Quantitative Magnetohydrodynamic Modeling of the Solar Transition Region

Abstract

The transition region (TR) is assumed to be a collision-dominated plasma. The dissipation and transport of energy in such a plasma is accurately described by the classical transport coefficients, which include the electrical and thermal conductivity, viscosity, and thermoelectric tensors. These tensors are anisotropic and are functions of local values of temperature, density, and magnetic field strength. The transport coefficients are valid for all magnetic field strengths and so may be used to study the physics of weakly as well as strongly magnetized regions of the TR. They may be used in an MHD model to obtain a self-consistent, realistic description of the TR. The physics of kinetic processes is included in the MHD model through the transport coefficients.

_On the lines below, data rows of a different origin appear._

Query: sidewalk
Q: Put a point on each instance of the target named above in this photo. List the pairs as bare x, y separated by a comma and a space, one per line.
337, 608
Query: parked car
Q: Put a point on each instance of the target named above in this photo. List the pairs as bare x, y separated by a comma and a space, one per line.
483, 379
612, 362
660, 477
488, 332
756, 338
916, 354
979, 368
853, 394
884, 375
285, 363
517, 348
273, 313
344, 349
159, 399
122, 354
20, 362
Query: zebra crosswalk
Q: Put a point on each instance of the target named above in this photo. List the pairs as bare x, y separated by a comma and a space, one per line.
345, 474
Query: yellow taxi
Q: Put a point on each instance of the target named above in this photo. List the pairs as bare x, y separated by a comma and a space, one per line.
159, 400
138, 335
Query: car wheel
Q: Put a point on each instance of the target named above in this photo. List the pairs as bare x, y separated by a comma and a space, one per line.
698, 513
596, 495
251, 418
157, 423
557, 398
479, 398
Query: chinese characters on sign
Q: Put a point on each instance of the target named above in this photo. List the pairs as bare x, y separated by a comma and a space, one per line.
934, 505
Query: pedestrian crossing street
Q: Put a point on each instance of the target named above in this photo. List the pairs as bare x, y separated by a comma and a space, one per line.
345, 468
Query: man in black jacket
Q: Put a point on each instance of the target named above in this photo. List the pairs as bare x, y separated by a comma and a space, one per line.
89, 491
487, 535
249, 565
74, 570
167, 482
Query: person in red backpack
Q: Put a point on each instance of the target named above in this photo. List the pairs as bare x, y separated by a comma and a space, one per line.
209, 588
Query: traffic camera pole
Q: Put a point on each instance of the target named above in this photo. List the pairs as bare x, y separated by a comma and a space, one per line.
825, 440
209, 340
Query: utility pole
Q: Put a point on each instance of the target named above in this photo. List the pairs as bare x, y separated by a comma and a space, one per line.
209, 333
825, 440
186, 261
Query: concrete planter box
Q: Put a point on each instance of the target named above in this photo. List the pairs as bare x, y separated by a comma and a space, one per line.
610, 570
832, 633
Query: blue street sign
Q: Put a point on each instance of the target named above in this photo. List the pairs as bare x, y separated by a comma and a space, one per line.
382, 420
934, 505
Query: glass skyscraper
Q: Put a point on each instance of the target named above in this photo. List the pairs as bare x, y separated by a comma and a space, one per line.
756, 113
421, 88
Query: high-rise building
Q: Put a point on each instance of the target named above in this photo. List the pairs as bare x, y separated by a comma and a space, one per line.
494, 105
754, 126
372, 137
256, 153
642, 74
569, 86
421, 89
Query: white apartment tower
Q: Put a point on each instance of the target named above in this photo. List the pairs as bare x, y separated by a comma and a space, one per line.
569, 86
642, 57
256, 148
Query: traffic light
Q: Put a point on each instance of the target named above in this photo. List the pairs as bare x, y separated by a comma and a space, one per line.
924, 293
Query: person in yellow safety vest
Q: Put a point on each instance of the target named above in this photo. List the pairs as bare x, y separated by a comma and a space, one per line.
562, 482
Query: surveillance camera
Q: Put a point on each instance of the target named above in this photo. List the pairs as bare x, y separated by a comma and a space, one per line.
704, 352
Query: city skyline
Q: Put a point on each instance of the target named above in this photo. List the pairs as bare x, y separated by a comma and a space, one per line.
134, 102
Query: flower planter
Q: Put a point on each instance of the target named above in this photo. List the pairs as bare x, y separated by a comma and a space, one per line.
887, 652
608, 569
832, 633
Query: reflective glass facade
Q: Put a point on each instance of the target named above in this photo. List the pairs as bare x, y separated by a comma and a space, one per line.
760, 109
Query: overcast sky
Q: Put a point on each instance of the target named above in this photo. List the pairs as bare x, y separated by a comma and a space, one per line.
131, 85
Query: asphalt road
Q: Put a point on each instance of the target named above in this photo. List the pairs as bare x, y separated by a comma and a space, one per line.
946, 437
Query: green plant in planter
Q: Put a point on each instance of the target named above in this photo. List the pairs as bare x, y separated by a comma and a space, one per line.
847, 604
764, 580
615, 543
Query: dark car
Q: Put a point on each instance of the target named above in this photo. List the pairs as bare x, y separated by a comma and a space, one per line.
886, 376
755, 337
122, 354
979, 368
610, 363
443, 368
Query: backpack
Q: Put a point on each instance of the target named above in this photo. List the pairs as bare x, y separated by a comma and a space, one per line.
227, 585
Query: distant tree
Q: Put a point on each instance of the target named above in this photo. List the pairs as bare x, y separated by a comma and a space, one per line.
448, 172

As a first step in studying heating and cooling processes in the TR in a realistic, quantitative manner, a 1.5 dimensional, steady state MHD model with a specified temperature profile is developed. The momentum equation includes the inertial, pressure, magnetic, and gravitational forces. Ohm's law includes the exact expressions for the electrical conductivity and thermoelectric tensors. It is found that the contribution of the dissipation of large-scale electric currents to in situ heating of the TR is negligible, but that thermal energy flowing into the TR from the corona can provide the energy required to heat the TR. The possibility that significant in situ heating of the TR takes place through viscous dissipation or small-scale electric current dissipation such as may occur in current sheets or filaments is discussed, although these processes are not described by the model. The importance of thermoelectric and electron pressure gradient effects in Ohm's law, and in determining the electron heat flux, is demonstrated. Results of the model suggest that the force-free approximation is not valid over most of the TR. Justification for assuming that the TR is collision dominated is presented. In particular, a self-consistent calculation of the ratio of the electric field parallel to the magnetic field to the Dreicer electric field yields a value 10-3, which suggests that anomalous transport processes are not important. The necessity of using a realistic description of transport processes in modeling heating mechanisms in the solar atmosphere is stressed.